We finally evaluated the average contact angle (θ) between the Au-rich NP and the underlying CdTe nanowire trunk by FE-SEM measurements of the Au NP (RNP) and nanowire (rNW) radius [24]. For all nanowires the estimated value of θ appears quite monodispersed around an average value of 130.5°, and independent on the actual nanowire growth temperatures. Interestingly, this result is in reasonable agreement with values reported in the literature for Au-catalyzed GaAs nanowires [28].

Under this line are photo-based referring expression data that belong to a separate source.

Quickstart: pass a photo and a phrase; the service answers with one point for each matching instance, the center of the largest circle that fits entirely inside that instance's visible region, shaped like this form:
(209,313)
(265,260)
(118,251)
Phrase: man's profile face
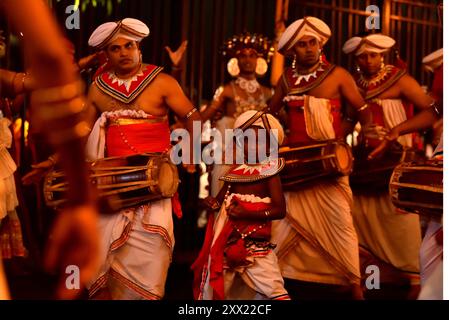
(123,55)
(369,62)
(307,51)
(247,60)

Low temperature CL spectra were recorded from single NWs after removing them from the original growth substrate; to this purpose, the nanowire samples were gently sonicated in isopropanol and the as-obtained solution poured onto Au-evaporated Si substrates. Figure 5a shows the CL spectrum collected at 7 K for one such single CdTe nanowire: the spectrum displays a well resolved band-edge emission at around 1.604 eV, as typical of zincblend CdTe (Eg = 1.6063 eV at 4.2 K, Ref. [29]). The NW shows also a broad and dominant band peaked at around 1.539 eV, possibly associated with a transition involving an acceptor level and likely due to Cd vacancies or Te interstitial defects. Interestingly, the CL emission appears uniform along the NW trunk (Fig. 5b). More details and in-depth analyses of the radiative properties of as-grown CdTe NWs are reported in our recent publication [24].

Fig. 5
figure 5

a CL spectrum collected at 7K from a single CdTe nanowire after sonication and transfer onto an Au/Si substrate; b overlapping of a FE-SEM (grey scale) and a panchromatic-CL (green color) images recorded from the same CdTe nanowire

4 Conclusions

In summary, we demonstrated for the first time the growth of CdTe nanowires by MOVPE through the alternate precursors flow method, a new approach especially devised for the Au-catalyzed growth of CdTe nanowires above 485 °C. The method allows to suppress the conventional planar growth of CdTe in favor of the NW self-assembly by the VLS mechanism. An Au-rich droplet was found at the tip of each NW, confirming that CdTe nanostructures were indeed grown by the VLS process. FE-SEM observations allowed us to analyse the NW morphology and size as function of growth temperature. The NWs appear vertically-aligned along the substrate [111]-direction, the contact angle between the Au-rich NP and the NW being estimated ~130°. The NW axial growth rate appears kinetically-activated and we estimated a process activation energy ~57 kcal/mol. Analyses of the CL emission of single CdTe NWs has shown that as-grown nanostructures display a well resolved band-edge emission typical of zincblend CdTe, and a dominant (defect-related) broad band at around 1.539 eV.

Although additional work appears necessary with the purpose of further improving the growth process and the NW properties, present results open the path towards the manufacturing of high-efficiency CdTe/CdS nanowire-based solar cells by the MOVPE technology.